TCMB ile Katar Merkez Bankası arasındaki swap tutarı tadil edilerek 15 milyar ABD doları karşılığı Türk lirası ve Katar riyaline yükseltildi. Gelişmeleri A Haber canlı yayınında değerlendiren Prof. Dr. Kerem Alkin, "Türkiye bu tür swap düzenlemelerini bilhassa dış ticaret ve diğer ekonomik işlemlerde ülkelerin doğrudan birbirleriyle yerel para birimlerini kullandırma amacıyla yapıyor. Oluşturulmaya çalışılan bütün olumsuz havaya rağmen Türkiye’nin ekonomi yönetiminin ve Merkez Bankamızın rezerviyle ilgili olarak özel bir telaşı olmadığını, bu swap anlaşmalarıyla ilgili bir koşuşturma olmadığını, Türkiye’nin bunları özellikle ülkelerin karşılıklı menfaatleri söz konusu olacak ise bu anlaşmaları yürüttüğünü de vurgulamak lazım." dedi.


Türkiye Cumhuriyet Merkez Bankası (TCMB) ve Katar Merkez Bankası arasında 17 Ağustos 2018'de imzalanan ikili para takası (swap) anlaşması tadil edildi.

TCMB, Katar Merkez Bankası ile imzalanan swap tadil anlaşmasına ilişkin bir duyuru yayımladı.

Yapılan değişiklikle swap anlaşmasının tutarı 5 milyar ABD doları karşılığı Türk lirası ve Katar riyalinden 15 milyar ABD doları karşılığı Türk lirası ve Katar riyaline yükseltildiği belirtilen duyuruda, para takası anlaşmasının temel hedefinin yerel para birimleri üzerinden gerçekleştirilen ticareti kolaylaştırmak ve iki ülkenin finansal istikrarına destek sağlamak olduğu vurgulandı.

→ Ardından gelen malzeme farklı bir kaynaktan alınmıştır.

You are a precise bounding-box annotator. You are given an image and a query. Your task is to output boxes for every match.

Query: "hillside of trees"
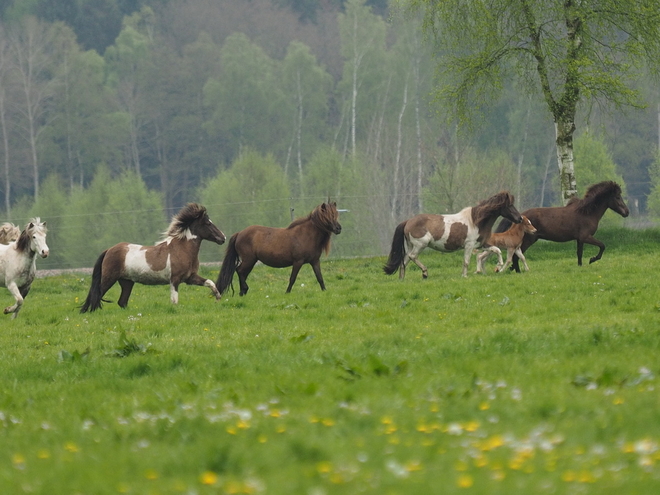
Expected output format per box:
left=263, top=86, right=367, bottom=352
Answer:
left=0, top=0, right=660, bottom=268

Gelişmeleri Prof. Dr. Kerem Alkin, A Haber canlı yayınında değerlendirdi. Alkin'in değerlendirmeleri şöyle:

"Hazine ve Maliye Bakanımız Sn. Berat Albayrak da, Ticaret Bakanımız Sn. Ruhsar Pekcan da çok net bir şekilde Türkiye'nin dünyadaki diğer merkez bankalarıyla bu tür swap anlaşmalarının önceliğinin dış ticarette daha çok ülkelerin kendi yerel paralarını kullanma noktasında bir öncelik arz ettiğini ifade etmekteydiler. Birkaç sene öncesinde Türkiye'nin dış ticaret işlemlerinde TL cinsinden işlemlerin toplamdaki payı yüzde 5'lere zor geliyordu. Bugün ise çok kısa bir süre içerisinde bu rakamın yüzde 10'ları aştığına şahit olduk. Bu yönüyle bakıldığında önümüzdeki dönemde ülkeler pek çok nedene bağlı olarak ülkelerin yerel para birimlerini kullanarak ticaret yapmaya daha fazla eğitim gösterecekler. Herkes artık sadece dolarla veya euro ile işlem yapmak istemiyor doğal olarak. Kendi yerel para birimlerini de ticarette kullanmak istiyorlar. Bu amaçla daha önce Katar Merkez Bankası ile aramızda 5 milyar dolar düzeyinde bir limitle oluşturulmuş olan swap anlaşmasını 15 milyar dolara yükseltmiş durumdayız.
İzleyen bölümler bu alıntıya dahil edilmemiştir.